POR Arnold Coelho Jornalista MTB 6446 /BA Um ex-morador ribeirinho
A história da humanidade mostra que as primeiras civilizações se formaram às margens de grandes rios. Enquanto viveram como nômades, os seres humanos não tinham moradia fixa e se dividiam em grupos, onde os homens caçavam e as mulheres coletavam frutas; eles só permaneciam no local enquanto tinha alimento.
Com o desenvolvimento rudimentar da agricultura e a pecuária o homem foi forçado a habitar e se fixar em regiões com água e consequentemente passaram a se estabelecer e viver próximos de rios.
Com o homem colonizando margens de rios, surgiram países e cidades como a Cidade do Cairo, no rio Nilo (Egito); a Jordânia, Palestina e Israel, no rio Jordão; os rios Tigre e Eufrates cortavam a antiga Mesopotâmia, hoje Iraque e Kuwait, e os rios Indo e Ganges, na Índia, e Amarelo e Azul na China são alguns exemplos.
No Brasil a história não foi diferente. O país tem 5.570 municípios e parte dessas cidades nasceram próximas a algum rio, ribeirão, estância térmica ou mineral e ou a beira-mar. O nosso Nordeste tem centenas de exemplos e o rio São Francisco é a prova maior da ligação entre o homem e a água. Quantas cidades nasceram nas margens do Velho Chico?
Apesar de vivermos em um país com dimensões continentais - o Brasil é o quinto maior país do mundo em extensão territorial - com uma área de 8.547.403 km², boa parte de toda essa terra já tem dono, sobrando pouca coisa para a grande maioria do povo brasileiro, que vive toda uma vida pagando aluguel ou se arriscando em áreas de risco (morros, mangues e beiradas de rios) onde terminam construindo a sua moradia.
Eu mesmo já fiz parte dessa triste realidade, pois no início da minha vida adulta construí um barraco de 4x5 metros (20m2) na margem esquerda do rio Cachoeira, sentido Ilhéus, em uma localidade ribeirinha chamada ‘Chiqueiro’, no bairro de Fátima, em Itabuna, e sofria a cada chuva forte que acontecia e as águas do Cachoeira começavam a subir. Eu já fui por mais de dois anos um homem ribeirinho.

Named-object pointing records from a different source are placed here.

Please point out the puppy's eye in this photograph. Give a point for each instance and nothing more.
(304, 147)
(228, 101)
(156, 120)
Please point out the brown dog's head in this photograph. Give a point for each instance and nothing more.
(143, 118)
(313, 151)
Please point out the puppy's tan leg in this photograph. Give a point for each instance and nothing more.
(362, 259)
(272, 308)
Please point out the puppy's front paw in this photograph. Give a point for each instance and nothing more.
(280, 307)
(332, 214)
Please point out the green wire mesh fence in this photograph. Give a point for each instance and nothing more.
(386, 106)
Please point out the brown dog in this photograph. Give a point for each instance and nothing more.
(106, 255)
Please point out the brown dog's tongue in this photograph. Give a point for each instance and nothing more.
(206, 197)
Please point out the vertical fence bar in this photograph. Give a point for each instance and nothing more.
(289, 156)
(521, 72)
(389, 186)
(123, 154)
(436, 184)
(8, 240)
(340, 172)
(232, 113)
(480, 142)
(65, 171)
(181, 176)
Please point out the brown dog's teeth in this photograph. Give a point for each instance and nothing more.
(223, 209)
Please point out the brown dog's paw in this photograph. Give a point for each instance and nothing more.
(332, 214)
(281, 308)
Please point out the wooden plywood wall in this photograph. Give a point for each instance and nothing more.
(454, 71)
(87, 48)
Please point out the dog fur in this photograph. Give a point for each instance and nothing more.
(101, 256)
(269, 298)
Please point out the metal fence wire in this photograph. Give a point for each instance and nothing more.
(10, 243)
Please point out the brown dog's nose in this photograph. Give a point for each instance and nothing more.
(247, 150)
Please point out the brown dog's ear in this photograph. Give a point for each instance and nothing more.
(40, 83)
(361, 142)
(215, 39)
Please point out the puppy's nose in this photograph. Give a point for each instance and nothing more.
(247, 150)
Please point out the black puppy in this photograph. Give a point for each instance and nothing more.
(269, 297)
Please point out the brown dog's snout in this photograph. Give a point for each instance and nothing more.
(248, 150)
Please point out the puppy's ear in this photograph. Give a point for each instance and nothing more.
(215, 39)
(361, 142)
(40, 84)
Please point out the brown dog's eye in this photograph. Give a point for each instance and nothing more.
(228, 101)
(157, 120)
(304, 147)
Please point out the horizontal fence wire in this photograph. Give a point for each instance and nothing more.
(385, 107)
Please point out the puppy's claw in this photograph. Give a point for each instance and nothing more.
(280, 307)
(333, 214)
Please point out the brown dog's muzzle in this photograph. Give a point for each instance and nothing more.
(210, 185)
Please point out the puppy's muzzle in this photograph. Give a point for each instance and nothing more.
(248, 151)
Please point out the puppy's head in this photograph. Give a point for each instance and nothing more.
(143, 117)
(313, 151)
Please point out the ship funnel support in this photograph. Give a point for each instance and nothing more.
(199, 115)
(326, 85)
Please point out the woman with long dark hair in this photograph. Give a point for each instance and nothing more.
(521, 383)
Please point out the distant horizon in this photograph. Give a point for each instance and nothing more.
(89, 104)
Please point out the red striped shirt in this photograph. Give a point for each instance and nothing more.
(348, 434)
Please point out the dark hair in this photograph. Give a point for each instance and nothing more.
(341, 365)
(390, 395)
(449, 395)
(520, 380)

Por que o homem ribeirinho constrói sua moradia nas margens dos rios? Por seguir o instinto de sobrevivência, sabendo ele que ali tem água, terra fértil e alimento? Ou esse mesmo homem corre para as beiradas dos rios por serem terras sem donos, “protegidas pela Marinha brasileira” e ele não sofrerá nenhum tipo de ameaça de despejo momentâneo?
Quando se busca na lei algo sobre essas margens e suas proteções a coisa fica dúbia. A nossa Constituição de 1824 já foi revisada por seis vezes (1891, 1934, 1937, 1946, 1967 e 1988) e o assunto sempre ficou obscuro e incerto, o que mantém os grandes latifundiários distantes dessas áreas de rios, diferente da grande população pobre, que percebeu que essa faixa de terra de 33 metros é ‘intocável’ e se alojam de forma indevida.
Aqui em Ibicaraí a história da nossa cidade não foi diferente. Os nossos desbravadores quando aqui chegaram se estabeleceram na margem do rio Salgado e de imediato fizeram um cercado com o plantio de algumas culturas e a criação de animais e na sequência um pequeno ponto comercial para segurar os tropeiros que por aqui passavam.
Mais uma vez a história ‘imitou a história’ e os grandes latifundiários adquiriram grandes faixas de terra em nossa região, sobrando para o povo que chegou depois, aquela bendita faixa de 33 metros que são citadas em todas as sete constituições federais, como áreas de proteção da Marinha.
O resto da história é figurinha repetida! No final de dezembro passado Ibicaraí ficou entre as mais de 150 cidades baianas que sofreram com as fortes chuvas. É importante lembrar que o maior prejudicado com a enchente de final de ano foi mais uma vez a população ribeirinha, que infelizmente vive nessa “faixa 33” de ‘terra de ninguém’ ou ‘terra sem dono’.